Search code examples
mysqlsqldatabase-designnormalizationdatabase-normalization

What SQL query to access data from a table twice-removed, fully normalized


Let's say there are three tables, users, orders, transactions, which look like this:

Users: 
id | name
---------
1  | Mike
2  | Sara

Orders: 
id | user_id | total | transaction_id
-------------------------------------
1  |       1 |   100 |              1
2  |       2 |    10 |              2
3  |       1 |     5 |              1
4  |       1 |     4 |              3
5  |       1 |    40 |              3
6  |       2 |    80 |              2

Transactions: 
id | total |  created_at 
------------------------
1  |   105 | [timestamp]
2  |    90 | [timestamp]
3  |    44 | [timestamp]

And let's say I want to select users.name but sort the names representing the most recent activity (i.e. by most recent transaction).

As you can see the data I want is twice-removed (maybe misusing that word) in the sense that I would need to go through the orders table to figure out the most recent transaction.

I figured I would design it to be as normalized as possible but then I realized I had no idea how to structure a proper query for this and other similar scenarios. I can obviously pull all the data and sort it out in the application code. I could also of course add a "last_transaction_at" column on users that I keep in sync.

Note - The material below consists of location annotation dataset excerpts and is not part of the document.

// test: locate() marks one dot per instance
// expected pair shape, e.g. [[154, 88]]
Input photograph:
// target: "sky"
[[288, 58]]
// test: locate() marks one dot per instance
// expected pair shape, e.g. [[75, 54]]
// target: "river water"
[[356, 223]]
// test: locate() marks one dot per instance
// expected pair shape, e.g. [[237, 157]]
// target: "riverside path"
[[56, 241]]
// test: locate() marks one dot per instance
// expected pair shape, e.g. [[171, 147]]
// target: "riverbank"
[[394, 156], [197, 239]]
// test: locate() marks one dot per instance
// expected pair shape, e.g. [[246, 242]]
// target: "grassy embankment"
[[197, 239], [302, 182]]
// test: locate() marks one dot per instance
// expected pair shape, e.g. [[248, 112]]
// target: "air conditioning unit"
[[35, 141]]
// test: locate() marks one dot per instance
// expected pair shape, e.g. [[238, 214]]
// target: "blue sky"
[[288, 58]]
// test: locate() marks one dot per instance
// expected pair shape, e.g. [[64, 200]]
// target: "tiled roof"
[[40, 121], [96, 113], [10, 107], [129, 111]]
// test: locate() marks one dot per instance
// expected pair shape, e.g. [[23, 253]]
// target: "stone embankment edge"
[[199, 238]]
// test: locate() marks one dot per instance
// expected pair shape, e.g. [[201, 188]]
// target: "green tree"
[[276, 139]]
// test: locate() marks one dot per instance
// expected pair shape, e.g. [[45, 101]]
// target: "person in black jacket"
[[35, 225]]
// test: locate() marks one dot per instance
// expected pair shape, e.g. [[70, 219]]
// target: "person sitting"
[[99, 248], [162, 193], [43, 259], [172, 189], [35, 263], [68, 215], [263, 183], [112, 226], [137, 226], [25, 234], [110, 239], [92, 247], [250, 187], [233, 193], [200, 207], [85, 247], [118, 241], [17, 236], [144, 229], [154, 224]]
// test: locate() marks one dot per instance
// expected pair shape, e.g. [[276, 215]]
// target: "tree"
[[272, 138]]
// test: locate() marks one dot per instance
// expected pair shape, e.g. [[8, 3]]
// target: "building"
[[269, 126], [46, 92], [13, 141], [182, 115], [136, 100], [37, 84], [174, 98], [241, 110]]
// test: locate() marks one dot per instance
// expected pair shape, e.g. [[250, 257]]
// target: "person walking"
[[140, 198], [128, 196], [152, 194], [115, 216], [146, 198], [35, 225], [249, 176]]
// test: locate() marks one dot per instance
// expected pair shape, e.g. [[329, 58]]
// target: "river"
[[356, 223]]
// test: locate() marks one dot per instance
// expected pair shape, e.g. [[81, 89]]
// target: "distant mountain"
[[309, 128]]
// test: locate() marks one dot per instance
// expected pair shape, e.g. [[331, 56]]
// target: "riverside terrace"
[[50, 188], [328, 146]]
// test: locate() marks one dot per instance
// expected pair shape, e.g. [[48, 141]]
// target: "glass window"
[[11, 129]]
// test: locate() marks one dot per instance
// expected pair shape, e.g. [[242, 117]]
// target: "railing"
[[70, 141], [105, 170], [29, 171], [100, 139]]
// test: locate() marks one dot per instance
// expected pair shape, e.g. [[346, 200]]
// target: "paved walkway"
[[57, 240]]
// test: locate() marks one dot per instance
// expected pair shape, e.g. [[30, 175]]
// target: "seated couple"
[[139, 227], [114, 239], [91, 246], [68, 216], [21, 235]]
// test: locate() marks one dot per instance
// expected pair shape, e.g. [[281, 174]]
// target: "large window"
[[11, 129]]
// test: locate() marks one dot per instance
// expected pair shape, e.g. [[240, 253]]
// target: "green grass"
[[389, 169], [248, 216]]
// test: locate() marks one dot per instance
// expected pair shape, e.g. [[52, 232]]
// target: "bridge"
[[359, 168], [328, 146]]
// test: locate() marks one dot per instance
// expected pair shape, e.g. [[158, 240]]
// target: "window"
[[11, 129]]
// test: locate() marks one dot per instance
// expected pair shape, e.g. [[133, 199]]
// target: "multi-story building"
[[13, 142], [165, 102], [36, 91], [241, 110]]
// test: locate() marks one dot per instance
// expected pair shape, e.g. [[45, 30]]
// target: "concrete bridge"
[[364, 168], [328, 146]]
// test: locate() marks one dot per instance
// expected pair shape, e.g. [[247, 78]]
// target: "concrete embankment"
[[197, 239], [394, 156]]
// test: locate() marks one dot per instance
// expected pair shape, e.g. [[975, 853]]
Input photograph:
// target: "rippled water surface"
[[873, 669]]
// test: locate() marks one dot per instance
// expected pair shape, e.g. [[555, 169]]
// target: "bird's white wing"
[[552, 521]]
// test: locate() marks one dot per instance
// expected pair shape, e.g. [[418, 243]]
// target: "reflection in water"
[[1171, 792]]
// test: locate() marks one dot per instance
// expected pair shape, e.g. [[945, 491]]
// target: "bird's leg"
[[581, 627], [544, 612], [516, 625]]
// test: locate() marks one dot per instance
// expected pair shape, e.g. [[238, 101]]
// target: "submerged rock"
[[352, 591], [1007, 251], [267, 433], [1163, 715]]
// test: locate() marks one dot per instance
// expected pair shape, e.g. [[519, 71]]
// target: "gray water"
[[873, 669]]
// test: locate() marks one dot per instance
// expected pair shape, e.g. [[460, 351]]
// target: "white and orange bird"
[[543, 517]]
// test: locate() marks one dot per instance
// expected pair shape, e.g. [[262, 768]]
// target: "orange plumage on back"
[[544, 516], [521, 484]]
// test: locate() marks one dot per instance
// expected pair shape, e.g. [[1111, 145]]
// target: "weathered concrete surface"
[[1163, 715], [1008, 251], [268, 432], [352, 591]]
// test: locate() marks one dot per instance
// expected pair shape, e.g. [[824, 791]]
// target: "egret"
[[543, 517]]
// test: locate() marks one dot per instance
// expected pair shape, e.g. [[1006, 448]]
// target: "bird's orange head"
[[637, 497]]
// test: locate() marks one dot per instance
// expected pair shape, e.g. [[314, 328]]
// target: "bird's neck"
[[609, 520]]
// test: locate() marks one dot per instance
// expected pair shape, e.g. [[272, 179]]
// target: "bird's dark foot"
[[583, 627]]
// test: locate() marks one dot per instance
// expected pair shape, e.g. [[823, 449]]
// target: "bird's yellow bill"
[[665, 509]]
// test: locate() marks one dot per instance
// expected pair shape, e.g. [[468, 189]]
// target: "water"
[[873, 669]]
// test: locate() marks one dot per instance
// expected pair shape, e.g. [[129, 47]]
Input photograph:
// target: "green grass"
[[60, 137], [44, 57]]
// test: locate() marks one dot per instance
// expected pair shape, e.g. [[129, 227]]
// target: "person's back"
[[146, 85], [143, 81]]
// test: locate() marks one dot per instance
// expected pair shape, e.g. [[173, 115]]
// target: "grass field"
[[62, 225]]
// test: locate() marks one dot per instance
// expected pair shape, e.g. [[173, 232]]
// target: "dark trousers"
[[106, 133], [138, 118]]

So I guess there's two pieces to the question. First is how to do this with a SQL query, and second is whether this is more or less efficient than de-normalizing.


Solution

  • Select u.Name, MAX(created_at) TransactionTime FROM #Users u
    INNER JOIN  #ORDERS o
    ON u.Id = o.user_id
    INNER JOIN #Transactions t
    ON o.transaction_id = t.id
    GROUP BY u.Name
    ORDER BY MAX(created_at) desc
    

    I feel the schema which you created in fine